Conservative treatment methods involve weight reduction, physiotherapy, and orthopedic devices. Local and oral analgesics are often prescribed. More invasively, corticoids and hyaluronic acid are injected into the joints. In case of severe synovitis, radiosynoviorthesis may be recommendable. Finally, joint-preserving or joint-replacing surgical interventions are performed [3, 4].

The analgesic effect of radiotherapy in patients with OA has been known for a long time. There is a large body of retrospective publications showing a good analgesic effect of radiotherapy for osteoarthritis of the knee joint in 58–91% of patients [2], whereas literature on hand and finger joints is rare [1].

There have been ample research activities on arthritis models in order to clarify the mechanism of the effect of radiotherapy in OA treatment, which have led to an improved understanding. Radiation has been shown to inhibit the adhesion of macrophages to the endothelium, induce expression of the x‑linked apoptosis inhibitor, of TGFß, reduce the expression of E‑ and L‑selectin, and inhibit the expression of IL‑1 and CCL 20. All these effects are maximal after single doses of 0.3–0.7 Gy [5,6,7].

We thus conducted a prospective randomized trial in order to examine the effect of radiotherapy on painful OA and to achieve a high level of evidence.

Patients and methods

Patients meeting the following criteria were included into this trial: clinical diagnosis of OA of the knee and/or hand or finger joints, radiological proof of the diagnosis (plain radiographs), duration of anamnesis more than 3 months, favorable general health status.

Patients presenting with previous joint replacement; previous radiation therapy to the affected joint; previous trauma; rheumatic, arterial, or venous vessel diseases; manifest lymphatic edema; pregnancy or breastfeeding; or severe psychiatric disorders were regarded ineligible for this trial.

Patients with a long duration of anamnesis and refractory to former treatments could be enrolled. The use of analgesics before and after enrolment was not limited. Patients having undergone surgical interventions or injections to the involved joint after radiotherapy were excluded as soon as this therapy became known.

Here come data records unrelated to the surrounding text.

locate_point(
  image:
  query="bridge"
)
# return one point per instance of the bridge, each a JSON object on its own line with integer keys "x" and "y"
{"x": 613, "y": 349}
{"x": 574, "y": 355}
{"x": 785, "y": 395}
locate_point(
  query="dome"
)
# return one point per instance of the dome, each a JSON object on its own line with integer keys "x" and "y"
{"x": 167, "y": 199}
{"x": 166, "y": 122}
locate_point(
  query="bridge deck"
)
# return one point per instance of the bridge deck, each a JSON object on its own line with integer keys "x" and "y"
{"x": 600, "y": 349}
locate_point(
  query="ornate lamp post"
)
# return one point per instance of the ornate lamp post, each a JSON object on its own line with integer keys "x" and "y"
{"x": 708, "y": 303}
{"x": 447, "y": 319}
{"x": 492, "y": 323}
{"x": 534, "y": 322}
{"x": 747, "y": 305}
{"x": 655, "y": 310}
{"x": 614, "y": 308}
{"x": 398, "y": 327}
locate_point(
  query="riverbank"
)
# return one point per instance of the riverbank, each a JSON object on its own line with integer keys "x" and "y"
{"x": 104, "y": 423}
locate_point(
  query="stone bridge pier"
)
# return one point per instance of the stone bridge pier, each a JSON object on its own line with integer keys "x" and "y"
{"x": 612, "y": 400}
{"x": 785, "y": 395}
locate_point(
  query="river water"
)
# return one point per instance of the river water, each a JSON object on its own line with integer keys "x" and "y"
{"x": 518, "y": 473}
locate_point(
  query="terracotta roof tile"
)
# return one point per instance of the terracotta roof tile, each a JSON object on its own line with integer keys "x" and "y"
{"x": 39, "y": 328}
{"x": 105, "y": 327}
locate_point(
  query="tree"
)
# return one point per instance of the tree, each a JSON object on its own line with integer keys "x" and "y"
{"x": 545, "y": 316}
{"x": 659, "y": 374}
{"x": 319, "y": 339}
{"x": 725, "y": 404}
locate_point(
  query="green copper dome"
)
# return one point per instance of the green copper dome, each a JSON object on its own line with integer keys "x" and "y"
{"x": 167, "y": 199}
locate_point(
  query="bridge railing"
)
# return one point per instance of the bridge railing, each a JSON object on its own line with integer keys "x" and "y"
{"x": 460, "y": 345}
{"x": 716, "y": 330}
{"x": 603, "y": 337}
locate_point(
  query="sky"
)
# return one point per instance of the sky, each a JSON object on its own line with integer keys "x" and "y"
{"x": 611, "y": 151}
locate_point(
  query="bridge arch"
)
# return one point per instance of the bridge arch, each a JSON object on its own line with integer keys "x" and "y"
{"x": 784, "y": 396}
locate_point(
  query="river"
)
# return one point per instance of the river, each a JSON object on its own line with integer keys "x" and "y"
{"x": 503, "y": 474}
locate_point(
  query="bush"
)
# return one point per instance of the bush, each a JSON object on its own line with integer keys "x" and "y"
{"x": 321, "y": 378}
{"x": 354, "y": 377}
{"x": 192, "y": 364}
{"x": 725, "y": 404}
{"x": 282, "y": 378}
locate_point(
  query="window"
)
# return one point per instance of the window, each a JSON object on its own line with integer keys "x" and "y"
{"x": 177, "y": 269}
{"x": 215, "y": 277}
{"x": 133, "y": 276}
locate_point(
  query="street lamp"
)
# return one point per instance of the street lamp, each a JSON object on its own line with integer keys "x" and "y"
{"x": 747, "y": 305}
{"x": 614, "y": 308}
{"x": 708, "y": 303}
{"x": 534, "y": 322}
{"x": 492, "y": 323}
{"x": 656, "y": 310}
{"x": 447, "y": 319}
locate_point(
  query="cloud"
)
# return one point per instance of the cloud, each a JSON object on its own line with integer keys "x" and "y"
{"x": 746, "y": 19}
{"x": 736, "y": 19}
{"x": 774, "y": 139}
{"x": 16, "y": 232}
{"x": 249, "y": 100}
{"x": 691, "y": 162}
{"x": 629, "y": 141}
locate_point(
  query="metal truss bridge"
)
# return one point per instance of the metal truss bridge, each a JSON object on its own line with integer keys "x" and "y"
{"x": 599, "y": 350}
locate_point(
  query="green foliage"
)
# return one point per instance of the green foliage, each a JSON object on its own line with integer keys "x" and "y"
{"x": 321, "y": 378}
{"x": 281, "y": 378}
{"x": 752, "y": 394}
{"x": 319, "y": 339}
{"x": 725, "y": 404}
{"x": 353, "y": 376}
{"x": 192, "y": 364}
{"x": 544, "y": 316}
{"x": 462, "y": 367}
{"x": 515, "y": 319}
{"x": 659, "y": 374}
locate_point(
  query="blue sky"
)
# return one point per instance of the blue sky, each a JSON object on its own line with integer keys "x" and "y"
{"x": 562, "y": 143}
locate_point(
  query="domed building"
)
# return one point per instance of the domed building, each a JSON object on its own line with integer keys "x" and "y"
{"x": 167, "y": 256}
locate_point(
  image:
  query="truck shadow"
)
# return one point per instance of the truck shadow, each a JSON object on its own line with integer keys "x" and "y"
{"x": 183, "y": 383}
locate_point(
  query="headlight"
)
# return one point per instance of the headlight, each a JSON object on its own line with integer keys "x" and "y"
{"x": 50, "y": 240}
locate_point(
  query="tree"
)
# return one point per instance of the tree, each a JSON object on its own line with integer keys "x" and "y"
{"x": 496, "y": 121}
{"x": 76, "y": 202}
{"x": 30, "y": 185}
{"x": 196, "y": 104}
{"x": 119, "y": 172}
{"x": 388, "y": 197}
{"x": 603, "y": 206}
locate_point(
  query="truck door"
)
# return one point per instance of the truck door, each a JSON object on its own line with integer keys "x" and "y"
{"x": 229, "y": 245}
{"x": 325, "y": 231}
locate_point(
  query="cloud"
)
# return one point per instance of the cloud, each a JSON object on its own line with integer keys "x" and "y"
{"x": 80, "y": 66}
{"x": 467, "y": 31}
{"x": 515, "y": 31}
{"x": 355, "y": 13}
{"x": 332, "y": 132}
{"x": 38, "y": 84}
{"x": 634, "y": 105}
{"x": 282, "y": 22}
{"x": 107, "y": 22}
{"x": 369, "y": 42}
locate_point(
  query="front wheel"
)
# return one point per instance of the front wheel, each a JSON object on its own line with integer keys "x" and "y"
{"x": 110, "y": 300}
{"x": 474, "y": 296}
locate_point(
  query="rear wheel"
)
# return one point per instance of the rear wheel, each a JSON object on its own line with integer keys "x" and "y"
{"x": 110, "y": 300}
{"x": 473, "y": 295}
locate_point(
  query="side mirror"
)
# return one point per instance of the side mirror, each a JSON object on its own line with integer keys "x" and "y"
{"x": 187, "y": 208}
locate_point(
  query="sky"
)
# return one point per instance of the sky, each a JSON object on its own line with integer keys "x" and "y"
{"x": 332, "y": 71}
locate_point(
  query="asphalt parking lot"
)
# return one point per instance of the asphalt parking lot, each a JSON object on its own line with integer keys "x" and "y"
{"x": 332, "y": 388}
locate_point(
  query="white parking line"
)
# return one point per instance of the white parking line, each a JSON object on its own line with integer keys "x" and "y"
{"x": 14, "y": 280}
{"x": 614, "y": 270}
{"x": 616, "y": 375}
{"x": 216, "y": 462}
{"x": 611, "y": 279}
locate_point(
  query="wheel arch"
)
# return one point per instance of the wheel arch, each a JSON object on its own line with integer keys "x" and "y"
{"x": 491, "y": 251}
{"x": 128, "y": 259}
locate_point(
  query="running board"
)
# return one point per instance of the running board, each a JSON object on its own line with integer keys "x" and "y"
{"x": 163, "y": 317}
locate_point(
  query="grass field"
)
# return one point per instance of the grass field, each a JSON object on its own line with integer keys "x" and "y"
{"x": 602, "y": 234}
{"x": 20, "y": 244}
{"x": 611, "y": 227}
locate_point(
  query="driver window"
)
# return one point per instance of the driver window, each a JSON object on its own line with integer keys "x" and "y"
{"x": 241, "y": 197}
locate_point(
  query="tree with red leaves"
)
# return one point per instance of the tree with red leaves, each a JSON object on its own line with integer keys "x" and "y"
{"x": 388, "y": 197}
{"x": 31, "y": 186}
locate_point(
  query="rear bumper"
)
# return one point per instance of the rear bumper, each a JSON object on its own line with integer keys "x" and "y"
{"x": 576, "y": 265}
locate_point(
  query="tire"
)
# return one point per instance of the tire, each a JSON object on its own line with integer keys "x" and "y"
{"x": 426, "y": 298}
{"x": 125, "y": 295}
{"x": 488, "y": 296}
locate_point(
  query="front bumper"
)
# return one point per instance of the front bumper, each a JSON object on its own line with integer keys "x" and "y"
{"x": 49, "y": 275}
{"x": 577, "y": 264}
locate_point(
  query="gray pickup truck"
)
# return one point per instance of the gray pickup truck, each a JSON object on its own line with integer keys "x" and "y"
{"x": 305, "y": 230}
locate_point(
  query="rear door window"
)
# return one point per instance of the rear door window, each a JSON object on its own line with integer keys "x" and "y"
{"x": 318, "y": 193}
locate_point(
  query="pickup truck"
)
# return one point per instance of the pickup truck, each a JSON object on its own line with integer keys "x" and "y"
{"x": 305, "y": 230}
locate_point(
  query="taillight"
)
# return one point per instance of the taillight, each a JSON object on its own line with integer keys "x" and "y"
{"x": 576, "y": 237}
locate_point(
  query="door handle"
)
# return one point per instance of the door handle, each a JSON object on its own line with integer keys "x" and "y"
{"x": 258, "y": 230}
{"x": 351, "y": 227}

Prior to enrolment, all patients gave their written informed consent to radiotherapy, participation in this trial, and to the scientific evaluation of the data. The randomization was performed by a statistician (S.G.). Every involved region (knee and/or hand) was counted and randomized separately, so that one to four regions per patient could be treated and analyzed. The joints were assigned to one of the following groups:

  • standard-dose group: total dose of 3.0 Gy applied in single fractions of 0.5 Gy twice a week

  • experimental-dose group: total dose of 0.3 Gy applied in single fractions of 0.05 Gy twice a week

Radiotherapy sessions were performed Monday/Thursday or Tuesday/Friday to avoid therapy sessions on consecutive days. The dose applied was not known to the patients (single blinded).

Follow-up examinations were scheduled 3 months and 1 year after the end of radiotherapy and were normally performed by examination of the patient in the hospital. In special cases (old age, immobility, reluctance to show up in person), the examination was replaced by a telephone interview. According to our own experience, we choose the length of follow-up taking into account that the vast majority of beneficial effects become apparent after less than 1 year.

Primary endpoints were VAS (visual analogue scale) score, KOOS-PS [8] (knee injury and OA outcome score sum score—physical function short form), SF-SACRAH sum score [9] (short form score for the assessment and quantification of chronic rheumatic affections of the hands), and SF-12 [10] (short form 12, general health status) sum score. Secondary endpoints were SF-12 single scores and the use of analgesic medication.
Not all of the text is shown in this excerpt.